# Looking to get information on a National Company



## MSsnowplowing (Nov 1, 2012)

So I get a call from a National called RSM Maintenance wanting me to put in a bid for one of their places.

I tried searching their name here but only came up with two posts and really nothing about them.

Has anyone worked with them in the past and how are they for paying?

I'm a little leary about working with a national after reading about all the horror stories others have gone thru with other national companies but on the flip side others have had no problems depending on the company.

Thanks


----------



## Sawboy (Dec 18, 2005)

Don't do it. Working for Nationals is cutting your own nose off.


----------



## BUFF (Dec 24, 2009)

MSsnowplowing said:


> So I get a call from a National called RSM Maintenance wanting me to put in a bid for one of their places.
> 
> I tried searching their name here but only came up with two posts and really nothing about them.
> 
> ...


I've used Dun & Bradstreet http://www.dnb.com/ for credit, payment history, etc....
You should be able to sign up for a free trial here:
http://www.dnb.com/marketing/media/db-credit-free-trial.html?serv=UPPCFO106100917


----------



## FredG (Oct 15, 2012)

If your the kind of guy that don't mind financing there jobs for 120 + days you could go for it.
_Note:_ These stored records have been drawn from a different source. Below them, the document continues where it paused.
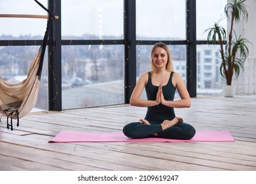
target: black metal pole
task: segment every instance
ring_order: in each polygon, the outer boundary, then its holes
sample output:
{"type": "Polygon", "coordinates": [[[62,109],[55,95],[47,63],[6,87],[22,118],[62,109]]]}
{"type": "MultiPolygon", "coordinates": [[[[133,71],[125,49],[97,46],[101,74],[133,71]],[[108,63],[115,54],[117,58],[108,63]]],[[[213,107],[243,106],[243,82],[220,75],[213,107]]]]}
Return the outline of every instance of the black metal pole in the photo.
{"type": "Polygon", "coordinates": [[[197,95],[195,0],[187,0],[187,88],[191,97],[197,95]]]}
{"type": "Polygon", "coordinates": [[[54,20],[49,35],[48,108],[62,110],[61,97],[61,0],[48,1],[49,9],[59,16],[54,20]]]}
{"type": "Polygon", "coordinates": [[[136,0],[124,0],[124,103],[136,84],[136,0]]]}

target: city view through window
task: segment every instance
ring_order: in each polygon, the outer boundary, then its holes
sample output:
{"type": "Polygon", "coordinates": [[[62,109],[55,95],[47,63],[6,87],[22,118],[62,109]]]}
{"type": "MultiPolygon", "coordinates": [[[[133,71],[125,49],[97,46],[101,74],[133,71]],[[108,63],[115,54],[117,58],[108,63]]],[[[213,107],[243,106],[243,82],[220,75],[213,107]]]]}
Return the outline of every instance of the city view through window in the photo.
{"type": "MultiPolygon", "coordinates": [[[[7,5],[1,5],[0,11],[18,7],[20,1],[9,1],[7,5]]],[[[136,1],[137,40],[186,40],[186,1],[157,1],[161,3],[151,0],[136,1]],[[148,5],[145,6],[146,4],[148,5]],[[154,10],[160,8],[163,9],[163,12],[156,13],[154,10]],[[168,11],[169,9],[171,11],[168,11]],[[145,21],[147,18],[151,21],[145,21]]],[[[226,1],[197,1],[197,40],[205,40],[204,31],[223,18],[226,1]],[[215,12],[210,13],[213,6],[215,8],[215,12]]],[[[28,9],[39,10],[39,13],[36,14],[45,14],[31,1],[20,1],[20,4],[22,3],[27,3],[28,9]]],[[[3,5],[3,1],[0,0],[0,3],[3,5]]],[[[70,1],[62,1],[62,39],[71,40],[69,45],[63,45],[61,48],[62,89],[58,90],[62,90],[63,109],[124,103],[124,89],[128,87],[124,83],[126,63],[124,45],[74,45],[72,41],[76,39],[123,39],[125,13],[123,6],[122,0],[77,0],[72,1],[72,3],[70,1]]],[[[224,19],[222,22],[226,25],[224,19]]],[[[10,41],[8,46],[0,45],[1,77],[11,83],[20,82],[26,78],[30,64],[39,47],[38,45],[26,46],[26,40],[41,39],[46,28],[46,20],[10,20],[5,18],[0,19],[0,24],[5,25],[5,28],[0,30],[0,40],[10,41]],[[24,26],[20,26],[21,23],[24,26]],[[33,28],[27,29],[26,27],[33,28]],[[15,39],[24,40],[24,45],[12,46],[12,40],[15,39]]],[[[137,45],[135,69],[137,78],[150,70],[152,47],[153,45],[137,45]]],[[[169,48],[174,71],[186,82],[190,77],[186,76],[186,47],[174,45],[169,48]]],[[[47,75],[48,72],[51,72],[51,66],[47,64],[47,52],[34,110],[47,110],[47,75]]],[[[222,81],[218,72],[219,60],[218,45],[197,46],[195,62],[197,62],[197,95],[221,93],[222,81]]]]}

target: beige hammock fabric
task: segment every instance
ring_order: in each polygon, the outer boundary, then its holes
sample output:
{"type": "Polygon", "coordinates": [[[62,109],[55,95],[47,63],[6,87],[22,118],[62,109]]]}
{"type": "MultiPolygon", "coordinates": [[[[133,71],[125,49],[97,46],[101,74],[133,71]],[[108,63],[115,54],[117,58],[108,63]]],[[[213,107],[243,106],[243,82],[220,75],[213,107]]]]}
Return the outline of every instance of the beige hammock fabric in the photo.
{"type": "Polygon", "coordinates": [[[17,126],[18,126],[19,118],[26,116],[36,105],[40,85],[43,57],[51,22],[52,19],[47,20],[43,43],[30,65],[27,78],[19,83],[11,84],[0,77],[0,114],[7,117],[7,129],[11,127],[11,129],[13,130],[13,119],[17,120],[17,126]],[[9,119],[10,123],[9,122],[9,119]]]}
{"type": "MultiPolygon", "coordinates": [[[[30,66],[28,77],[21,83],[10,84],[0,77],[0,113],[13,119],[26,116],[36,105],[40,81],[36,75],[39,62],[41,51],[38,51],[30,66]]],[[[8,119],[7,119],[8,121],[8,119]]],[[[7,122],[7,128],[10,125],[7,122]]],[[[11,129],[13,124],[11,124],[11,129]]]]}

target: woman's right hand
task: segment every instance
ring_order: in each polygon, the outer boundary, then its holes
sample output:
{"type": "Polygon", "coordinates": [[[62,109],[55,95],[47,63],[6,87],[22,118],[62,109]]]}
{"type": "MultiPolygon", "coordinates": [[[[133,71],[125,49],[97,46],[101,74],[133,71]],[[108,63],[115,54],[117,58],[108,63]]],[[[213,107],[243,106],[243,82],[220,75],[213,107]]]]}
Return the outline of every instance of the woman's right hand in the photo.
{"type": "Polygon", "coordinates": [[[161,95],[162,94],[162,85],[159,85],[159,87],[158,88],[157,97],[155,97],[155,101],[157,103],[157,104],[159,104],[161,103],[161,95]]]}

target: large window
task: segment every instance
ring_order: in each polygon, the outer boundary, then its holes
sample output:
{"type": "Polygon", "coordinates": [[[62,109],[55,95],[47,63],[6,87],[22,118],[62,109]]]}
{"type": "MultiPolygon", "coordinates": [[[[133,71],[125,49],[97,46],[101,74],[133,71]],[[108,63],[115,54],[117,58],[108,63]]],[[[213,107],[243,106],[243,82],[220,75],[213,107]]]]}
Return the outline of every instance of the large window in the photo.
{"type": "Polygon", "coordinates": [[[137,0],[136,39],[186,39],[186,1],[137,0]]]}
{"type": "Polygon", "coordinates": [[[122,0],[61,1],[61,34],[68,39],[124,38],[122,0]]]}
{"type": "MultiPolygon", "coordinates": [[[[226,27],[224,8],[226,0],[197,0],[197,39],[206,40],[207,28],[215,22],[226,27]]],[[[222,93],[220,76],[218,72],[220,55],[218,45],[197,46],[197,96],[220,95],[222,93]],[[200,69],[200,70],[199,70],[200,69]]]]}
{"type": "Polygon", "coordinates": [[[104,45],[124,38],[123,6],[122,0],[61,1],[62,39],[71,39],[62,46],[63,109],[124,103],[124,47],[104,45]]]}

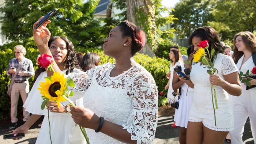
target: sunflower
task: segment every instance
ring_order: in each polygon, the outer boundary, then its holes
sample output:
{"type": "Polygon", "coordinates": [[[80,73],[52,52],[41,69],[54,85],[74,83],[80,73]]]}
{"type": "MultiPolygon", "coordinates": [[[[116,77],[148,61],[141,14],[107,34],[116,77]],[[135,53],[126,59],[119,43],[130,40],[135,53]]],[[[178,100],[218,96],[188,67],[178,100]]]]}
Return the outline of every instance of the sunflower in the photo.
{"type": "Polygon", "coordinates": [[[200,60],[202,60],[202,58],[203,58],[203,56],[205,55],[204,49],[202,48],[200,48],[194,54],[194,61],[195,62],[197,62],[200,61],[200,60]]]}
{"type": "Polygon", "coordinates": [[[39,86],[41,87],[37,89],[41,91],[40,94],[50,101],[56,102],[59,107],[60,102],[66,101],[62,95],[67,88],[67,78],[64,78],[64,74],[61,75],[57,72],[54,72],[49,78],[45,78],[45,82],[40,82],[39,86]]]}

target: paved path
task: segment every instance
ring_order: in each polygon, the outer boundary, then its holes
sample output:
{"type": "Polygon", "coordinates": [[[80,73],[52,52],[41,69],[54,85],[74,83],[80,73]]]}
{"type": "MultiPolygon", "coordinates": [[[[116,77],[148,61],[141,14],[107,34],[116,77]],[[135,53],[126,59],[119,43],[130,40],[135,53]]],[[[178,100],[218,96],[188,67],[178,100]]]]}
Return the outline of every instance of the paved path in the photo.
{"type": "MultiPolygon", "coordinates": [[[[172,116],[161,116],[158,118],[158,123],[157,128],[155,139],[153,141],[153,144],[178,144],[178,128],[172,128],[171,125],[173,123],[173,118],[172,116]]],[[[11,133],[13,130],[10,130],[8,126],[10,123],[0,124],[0,144],[35,144],[37,135],[40,129],[37,125],[39,122],[37,122],[31,127],[26,134],[26,137],[20,140],[3,139],[3,134],[11,133]]],[[[20,125],[21,124],[19,124],[20,125]]],[[[245,132],[243,140],[244,144],[253,144],[253,140],[250,131],[250,126],[248,121],[245,124],[245,132]]],[[[228,144],[224,143],[225,144],[228,144]]]]}

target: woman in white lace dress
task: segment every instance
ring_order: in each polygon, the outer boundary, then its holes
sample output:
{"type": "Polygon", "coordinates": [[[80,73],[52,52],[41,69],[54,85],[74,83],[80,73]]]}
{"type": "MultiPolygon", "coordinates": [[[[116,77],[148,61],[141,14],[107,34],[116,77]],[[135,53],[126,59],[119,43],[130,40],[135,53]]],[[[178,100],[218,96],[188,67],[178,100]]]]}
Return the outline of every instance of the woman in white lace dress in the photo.
{"type": "MultiPolygon", "coordinates": [[[[207,68],[200,62],[192,65],[191,81],[188,80],[192,83],[187,83],[194,91],[187,129],[188,144],[223,144],[228,132],[234,128],[234,115],[228,93],[239,96],[241,92],[236,64],[231,57],[222,54],[224,48],[214,29],[207,27],[196,29],[191,34],[189,42],[197,51],[200,48],[199,43],[205,40],[209,41],[209,50],[215,50],[214,62],[218,73],[209,75],[207,68]],[[216,126],[212,84],[216,86],[218,106],[218,109],[215,109],[216,126]]],[[[214,101],[214,98],[215,106],[214,101]]]]}
{"type": "MultiPolygon", "coordinates": [[[[53,36],[51,37],[48,42],[51,54],[54,56],[53,58],[57,65],[62,72],[67,74],[72,72],[81,72],[78,69],[79,66],[75,57],[76,53],[72,42],[66,37],[53,36]]],[[[29,120],[23,125],[16,129],[12,133],[26,133],[29,128],[42,115],[45,116],[38,135],[36,144],[50,143],[49,134],[49,124],[48,110],[42,110],[41,105],[43,100],[42,95],[37,89],[39,83],[45,82],[45,77],[47,76],[45,69],[42,67],[36,71],[41,73],[31,89],[23,107],[26,110],[32,114],[29,120]]],[[[77,106],[83,106],[83,98],[77,99],[74,103],[77,106]]],[[[48,108],[50,110],[49,119],[51,126],[51,136],[53,144],[83,144],[86,143],[85,139],[80,132],[79,126],[76,126],[70,113],[67,113],[64,107],[68,103],[62,102],[59,107],[53,101],[48,102],[48,106],[53,107],[48,108]]],[[[67,107],[67,106],[65,107],[67,107]]]]}
{"type": "MultiPolygon", "coordinates": [[[[234,45],[233,57],[239,72],[244,74],[248,70],[251,71],[256,67],[256,37],[249,31],[239,33],[234,37],[234,45]]],[[[250,83],[252,85],[256,85],[256,79],[252,79],[250,83]]],[[[234,129],[230,132],[231,141],[233,144],[243,143],[244,125],[249,116],[252,137],[256,144],[256,88],[246,90],[246,84],[241,84],[241,95],[231,98],[234,117],[234,129]]]]}
{"type": "MultiPolygon", "coordinates": [[[[42,18],[33,25],[34,38],[40,53],[50,55],[45,44],[50,35],[46,24],[35,28],[42,18]]],[[[87,128],[90,143],[150,144],[154,139],[157,124],[157,87],[150,73],[133,60],[145,41],[143,31],[131,23],[123,22],[111,30],[103,46],[104,53],[114,57],[116,63],[69,75],[75,84],[71,89],[75,91],[72,98],[84,96],[87,107],[71,107],[72,118],[87,128]]],[[[60,71],[56,65],[53,67],[60,71]]]]}

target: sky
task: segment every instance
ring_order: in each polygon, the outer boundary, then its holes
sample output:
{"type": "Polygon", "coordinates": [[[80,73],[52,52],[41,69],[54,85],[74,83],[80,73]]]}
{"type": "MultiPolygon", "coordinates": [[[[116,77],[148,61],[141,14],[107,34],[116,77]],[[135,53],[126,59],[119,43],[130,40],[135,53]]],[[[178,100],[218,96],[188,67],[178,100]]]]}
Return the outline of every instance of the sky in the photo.
{"type": "MultiPolygon", "coordinates": [[[[174,7],[175,4],[179,2],[180,0],[162,0],[162,4],[167,7],[174,7]]],[[[161,15],[163,16],[167,16],[168,15],[168,12],[162,13],[161,15]]]]}

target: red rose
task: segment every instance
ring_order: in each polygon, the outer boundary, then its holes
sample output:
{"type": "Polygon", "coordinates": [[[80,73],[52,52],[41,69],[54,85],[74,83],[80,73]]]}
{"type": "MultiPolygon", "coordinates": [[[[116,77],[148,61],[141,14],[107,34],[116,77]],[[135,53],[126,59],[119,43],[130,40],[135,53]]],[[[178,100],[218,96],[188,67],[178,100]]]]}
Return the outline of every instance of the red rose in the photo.
{"type": "Polygon", "coordinates": [[[252,68],[252,73],[255,75],[256,75],[256,67],[255,67],[252,68]]]}
{"type": "Polygon", "coordinates": [[[202,41],[202,42],[199,43],[199,45],[198,46],[199,47],[201,47],[203,49],[209,45],[209,43],[208,43],[209,41],[207,40],[205,41],[202,41]]]}
{"type": "Polygon", "coordinates": [[[38,61],[38,64],[44,68],[46,68],[48,66],[52,64],[52,57],[46,53],[44,53],[41,57],[39,57],[38,61]]]}

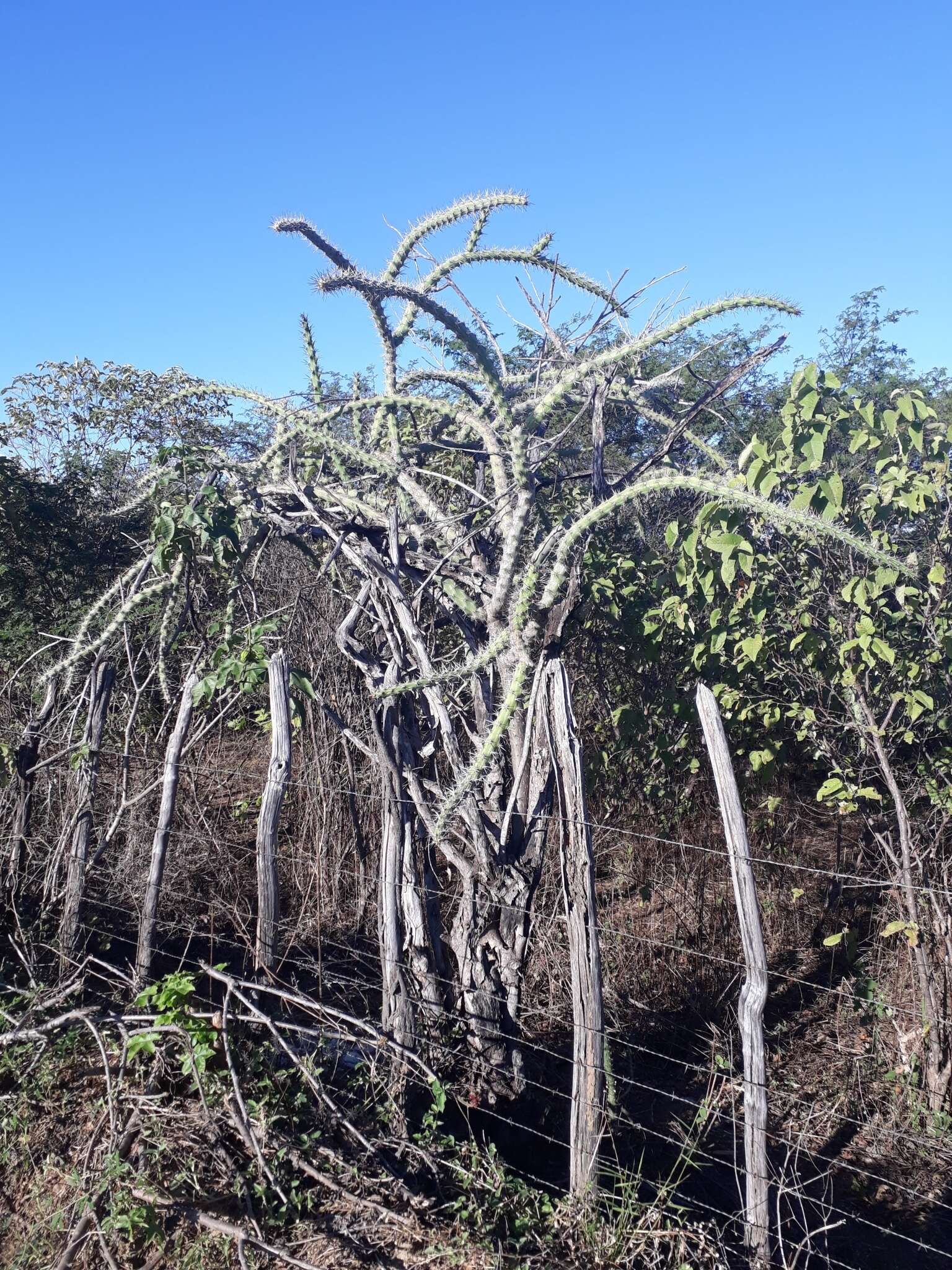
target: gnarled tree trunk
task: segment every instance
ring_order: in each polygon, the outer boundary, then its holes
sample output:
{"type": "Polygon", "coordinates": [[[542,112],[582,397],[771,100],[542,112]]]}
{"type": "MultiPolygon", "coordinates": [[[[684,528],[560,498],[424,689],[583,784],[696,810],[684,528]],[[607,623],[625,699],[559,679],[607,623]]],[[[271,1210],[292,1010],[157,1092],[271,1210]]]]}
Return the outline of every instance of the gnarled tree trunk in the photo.
{"type": "Polygon", "coordinates": [[[175,819],[175,799],[179,792],[179,763],[182,751],[192,724],[193,693],[198,685],[198,674],[193,671],[182,688],[179,712],[165,747],[165,766],[162,768],[162,796],[159,805],[159,819],[152,836],[152,855],[149,862],[149,881],[142,916],[138,923],[138,947],[136,949],[136,978],[149,978],[155,950],[155,926],[159,917],[159,897],[165,875],[165,857],[169,850],[169,834],[175,819]]]}
{"type": "Polygon", "coordinates": [[[89,677],[90,701],[86,730],[83,744],[86,753],[80,758],[76,777],[79,806],[72,820],[70,855],[66,865],[66,892],[63,895],[62,918],[60,921],[60,952],[67,964],[76,950],[79,925],[83,909],[83,895],[86,888],[86,860],[89,859],[89,837],[93,832],[93,804],[99,780],[99,749],[103,744],[105,716],[109,710],[116,672],[112,665],[100,662],[93,667],[89,677]]]}
{"type": "Polygon", "coordinates": [[[23,856],[29,838],[30,813],[33,810],[33,767],[43,745],[43,729],[56,711],[58,690],[60,678],[53,676],[47,683],[43,705],[23,729],[20,743],[17,747],[10,853],[6,861],[6,885],[11,892],[17,890],[19,885],[23,856]]]}

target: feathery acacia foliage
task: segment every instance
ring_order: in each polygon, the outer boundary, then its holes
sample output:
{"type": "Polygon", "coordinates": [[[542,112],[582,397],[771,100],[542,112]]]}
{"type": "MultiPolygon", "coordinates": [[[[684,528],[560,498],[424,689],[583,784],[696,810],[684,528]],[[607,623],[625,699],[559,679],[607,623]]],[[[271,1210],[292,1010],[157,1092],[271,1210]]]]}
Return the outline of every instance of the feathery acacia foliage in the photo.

I personally want my invoices within 37 days or we got a problem. Most would be miserable and not even want to service with that biz. behavior.


----------



## grnstripes (Oct 18, 2008)

we did some work for them this summer
ended up quitting after the manager of the gas station kept harassing and swearing at my crew every time they showed up and refusing to sign off on work because it wasn't done the way she wanted ( it was done to the scope of work not extras she wanted done for free ) the rep at rsm said she understood why we quit and that she would make sure we got paid for both the work she had signed off and the work she didn't over the 3 month period
its been 4 months later now and we still have not gotten a dime
they also changed the recording proses mid contract
when we took it on they said it was through service channel app which is okay
after we started they said we had to go into the store use a special phone call in the service then record a number on to a sheet and them get the manager to sign off on it a proses that takes about 20 minutes


----------



## FredG (Oct 15, 2012)

Don't you love the service wizards that think they no whats going on but literally have no clue. This is a on going issue and would have quit to. The next guy in line will get the same abuse.


----------



## MSsnowplowing (Nov 1, 2012)

thanks everyone for the information, I will tread carefully and will let you know what happens.


----------



## SnowChick2010 (Oct 18, 2016)

MSsnowplowing said:


> So I get a call from a National called RSM Maintenance wanting me to put in a bid for one of their places.
> 
> I tried searching their name here but only came up with two posts and really nothing about them.
> 
> ...


Have you tried going to google and typing 'rsm maintenance reviews"?


----------